WAS THE PROPHET MUHAMMAD a pervert and a tyrant? Does Islam promote terrorism and enslave women? Does Islam oblige its followers to wage jihad on Westerners whose roots lie in the secular Enlightenment? Should Muslims consider converting to Christianity? For the Somali-born writer Ayaan Hirsi Ali, the answer to all these questions is a resounding “Yes!” Hirsi Ali, who renounced Islam in her 30s, speaks from experience of bigotry and intolerance among her former co-religionists: she was genitally mutilated as a child in Somalia, briefly radicalised by a preacher of jihad in Kenya, nearly forced into a marriage, threatened with death in the Netherlands by the Muslim assassin of her collaborator, the filmmaker Theo van Gogh, and is still hounded by murderous fanatics in her new home, America. In her latest book, Nomad: From Islam to America (pubished this year by Free Press), she reminds her readers of the West’s tradition of intellectual revolt against clerical tyranny and warns of the insidious, intransigent enemies in their midst. “The Muslim mind today seems to be in the grip of jihad,” she writes.

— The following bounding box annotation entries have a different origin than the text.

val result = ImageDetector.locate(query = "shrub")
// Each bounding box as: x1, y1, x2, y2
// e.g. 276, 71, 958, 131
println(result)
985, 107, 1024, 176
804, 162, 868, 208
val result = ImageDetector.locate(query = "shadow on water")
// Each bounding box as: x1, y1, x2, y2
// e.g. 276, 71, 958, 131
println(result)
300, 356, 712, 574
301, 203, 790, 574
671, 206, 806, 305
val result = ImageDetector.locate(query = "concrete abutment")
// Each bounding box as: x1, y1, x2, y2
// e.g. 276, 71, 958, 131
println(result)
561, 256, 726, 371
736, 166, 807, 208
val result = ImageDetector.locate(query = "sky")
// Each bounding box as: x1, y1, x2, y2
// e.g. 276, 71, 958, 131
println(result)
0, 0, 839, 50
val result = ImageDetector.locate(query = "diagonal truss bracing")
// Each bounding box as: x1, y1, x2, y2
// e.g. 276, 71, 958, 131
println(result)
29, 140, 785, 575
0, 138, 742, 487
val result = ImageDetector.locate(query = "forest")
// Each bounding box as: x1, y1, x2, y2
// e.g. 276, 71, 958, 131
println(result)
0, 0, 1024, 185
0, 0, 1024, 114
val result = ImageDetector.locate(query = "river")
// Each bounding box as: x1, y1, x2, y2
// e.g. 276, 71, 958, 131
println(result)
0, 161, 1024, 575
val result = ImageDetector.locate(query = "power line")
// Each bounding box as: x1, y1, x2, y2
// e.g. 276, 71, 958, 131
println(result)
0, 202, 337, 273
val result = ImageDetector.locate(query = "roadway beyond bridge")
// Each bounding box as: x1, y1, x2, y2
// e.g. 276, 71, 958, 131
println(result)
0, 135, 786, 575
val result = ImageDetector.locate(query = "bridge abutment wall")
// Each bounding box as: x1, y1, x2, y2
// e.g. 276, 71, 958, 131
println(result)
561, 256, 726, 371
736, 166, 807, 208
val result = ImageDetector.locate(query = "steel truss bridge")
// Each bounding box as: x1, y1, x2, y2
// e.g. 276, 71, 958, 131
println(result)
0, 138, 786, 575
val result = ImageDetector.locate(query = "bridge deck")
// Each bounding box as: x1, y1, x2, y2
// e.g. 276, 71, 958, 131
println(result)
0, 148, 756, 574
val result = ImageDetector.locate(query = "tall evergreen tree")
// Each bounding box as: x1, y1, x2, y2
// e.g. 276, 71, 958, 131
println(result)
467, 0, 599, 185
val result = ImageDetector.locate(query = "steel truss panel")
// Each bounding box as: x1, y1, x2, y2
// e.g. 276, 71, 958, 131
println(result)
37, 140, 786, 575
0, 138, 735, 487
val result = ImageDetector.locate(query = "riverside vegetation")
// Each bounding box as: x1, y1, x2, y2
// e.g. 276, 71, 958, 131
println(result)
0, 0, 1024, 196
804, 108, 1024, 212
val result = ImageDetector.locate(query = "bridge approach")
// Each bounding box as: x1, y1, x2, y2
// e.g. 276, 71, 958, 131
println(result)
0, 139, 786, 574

She is not hopeful that Americans will heed her warning. Her initial job interviews in the United States were discouraging: the Brookings Institution, she writes, worried that she might offend Arab Muslims. (The conservative American Enterprise Institute, however, immediately appointed her as a fellow.) On college campuses, Muslim students accuse her of wanting to “trash” Islam, while Western feminists, convinced that white men are “the ultimate and only oppressors,” lack the “courage or clarity of vision” to help her knock down the mental “hovels” of the East. Pointing to Major Nidal Malik Hasan’s murderous rampage in Texas, last November, she deplores the “conspiracy to ignore the religious motivation for these killings” in America.
Muslims today, Hirsi Ali believes, must be forced to choose between the darkness of Islam and the light of the modern secular West. In her new book, which bears the additional subtitle A Personal Journey Through the Clash of Civilizations, she takes an uncompromising line with her own relatives, who remain faithful to their benighted religion. The book opens with an account of her visit to her father’s deathbed, in Whitechapel, in London’s East End, in 2008. Her father, a highly respected political opponent of Somalia’s Soviet-backed military dictator, became more religious during exile and old age. Father and daughter hadn’t spoken since 2004, when Hirsi Ali and van Gogh made the film Submission, about the oppression of Muslim women, and she learned that he was fatally ill only a few weeks before his death. She didn’t want to visit him at his home, since it was in “a mostly immigrant area and overwhelmingly Muslim,” and had to be escorted by policemen to his hospital. In a brief but moving scene, she describes her father longing, but physically unable, to communicate with her.